ACT scores generally increase with education. If we want to compare each level in education factor with the other, we can compute those with pairwise comparisons using emmeans
.
sat.emm.aov <- emmeans(res.aov, "education")
## NOTE: Results may be misleading due to involvement in interactions
sat_pairs_aov <- pairs(sat.emm.aov)
print(sat_pairs_aov)
## contrast estimate SE df t.ratio p.value
## none - some_hs 0.142 0.951 688 0.150 1.0000
## none - high_school 0.559 0.954 688 0.590 0.9920
## none - some_college -0.822 0.705 688 -1.170 0.8530
## none - college -1.643 0.757 688 -2.170 0.2520
## none - graduate -2.366 0.761 688 -3.110 0.0240
## some_hs - high_school 0.417 1.011 688 0.410 0.9980
## some_hs - some_college -0.964 0.779 688 -1.240 0.8190
## some_hs - college -1.785 0.826 688 -2.160 0.2580
## some_hs - graduate -2.508 0.830 688 -3.020 0.0310
## high_school - some_college -1.381 0.783 688 -1.760 0.4900
## high_school - college -2.202 0.830 688 -2.650 0.0860
## high_school - graduate -2.926 0.834 688 -3.510 0.0060
## some_college - college -0.821 0.524 688 -1.570 0.6210
## some_college - graduate -1.545 0.530 688 -2.910 0.0430
## college - graduate -0.724 0.598 688 -1.210 0.8320
##
## Results are averaged over the levels of: gender
## P value adjustment: tukey method for comparing a family of 6 estimates
Repeated measures ANOVA is commonly used in data analysis. For example, participants take more than one tasks or conditions. In longitudinal study, data is collected from each participant more than once. Assume there are different time points in this dataset. After introduce the time point variable into the data, let’s check whether ACT scores vary by time point and education.

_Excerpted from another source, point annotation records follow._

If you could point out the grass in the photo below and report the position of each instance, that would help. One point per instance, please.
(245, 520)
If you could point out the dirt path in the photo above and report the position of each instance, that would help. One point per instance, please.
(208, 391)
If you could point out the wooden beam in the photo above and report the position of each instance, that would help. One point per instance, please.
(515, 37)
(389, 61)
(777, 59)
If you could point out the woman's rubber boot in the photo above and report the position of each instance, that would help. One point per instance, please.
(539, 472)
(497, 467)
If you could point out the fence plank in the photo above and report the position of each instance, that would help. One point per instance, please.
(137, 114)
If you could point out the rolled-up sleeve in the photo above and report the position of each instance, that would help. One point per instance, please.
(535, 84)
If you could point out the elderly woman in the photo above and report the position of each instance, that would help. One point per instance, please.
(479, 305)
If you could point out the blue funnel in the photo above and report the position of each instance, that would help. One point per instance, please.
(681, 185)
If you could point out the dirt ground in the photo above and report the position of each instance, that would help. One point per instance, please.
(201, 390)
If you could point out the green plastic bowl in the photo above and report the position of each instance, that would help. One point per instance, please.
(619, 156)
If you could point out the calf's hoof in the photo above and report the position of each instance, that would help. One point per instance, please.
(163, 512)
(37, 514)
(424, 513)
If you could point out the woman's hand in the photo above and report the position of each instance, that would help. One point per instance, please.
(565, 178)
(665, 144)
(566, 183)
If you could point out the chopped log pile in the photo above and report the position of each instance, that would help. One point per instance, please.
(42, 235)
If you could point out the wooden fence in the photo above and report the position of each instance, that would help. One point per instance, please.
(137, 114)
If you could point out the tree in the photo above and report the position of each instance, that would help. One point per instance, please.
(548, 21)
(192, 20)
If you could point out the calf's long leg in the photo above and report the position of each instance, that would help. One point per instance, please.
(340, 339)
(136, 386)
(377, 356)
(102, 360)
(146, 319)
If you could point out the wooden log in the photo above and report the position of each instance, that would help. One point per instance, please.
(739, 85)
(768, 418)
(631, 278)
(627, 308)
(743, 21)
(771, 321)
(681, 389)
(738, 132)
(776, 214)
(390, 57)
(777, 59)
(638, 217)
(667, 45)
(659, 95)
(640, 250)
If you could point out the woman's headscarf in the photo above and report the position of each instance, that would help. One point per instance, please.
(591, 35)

set.seed(1999) # Needed for getting same results
sat.act <- sat.act %>%
mutate(education = factor(rep(sample(1:5, 140, replace = TRUE), each=5)),
id = rep(1:140, each = 5),
time = rep(1:5, 140)
)
res.aov2 <- aov_ez(
id = "id",
dv = "ACT",
data = sat.act,
between = c("education"),
within = c("time")
)
## Contrasts set to contr.sum for the following variables: education
summary(res.aov2)
##
## Univariate Type III Repeated-Measures ANOVA Assuming Sphericity
##
## Sum Sq num Df Error SS den Df F value Pr(>F)
## (Intercept) 531504 1 3619 135 19829.43 <2e-16 ***
## education 154 4 3619 135 1.44 0.225
## time 194 4 11905 540 2.20 0.067 .
## education:time 387 16 11905 540 1.10 0.355
## ---
## Signif. codes: 0 '***' 0.001 '**' 0.01 '*' 0.05 '.' 0.1 ' ' 1
##
##
## Mauchly Tests for Sphericity
##
## Test statistic p-value
## time 0.874 0.0362
## education:time 0.874 0.0362
##
##
## Greenhouse-Geisser and Huynh-Feldt Corrections
## for Departure from Sphericity
##
## GG eps Pr(>F[GG])
## time 0.936 0.072 .
## education:time 0.936 0.356
## ---
## Signif. codes: 0 '***' 0.001 '**' 0.01 '*' 0.05 '.' 0.1 ' ' 1
##
## HF eps Pr(>F[HF])
## time 0.966 0.0698
## education:time 0.966 0.3556
Aside from simply printing a table, we can visualize the mean and sd of each conditions with a line plot. See the supplemental materials for an example.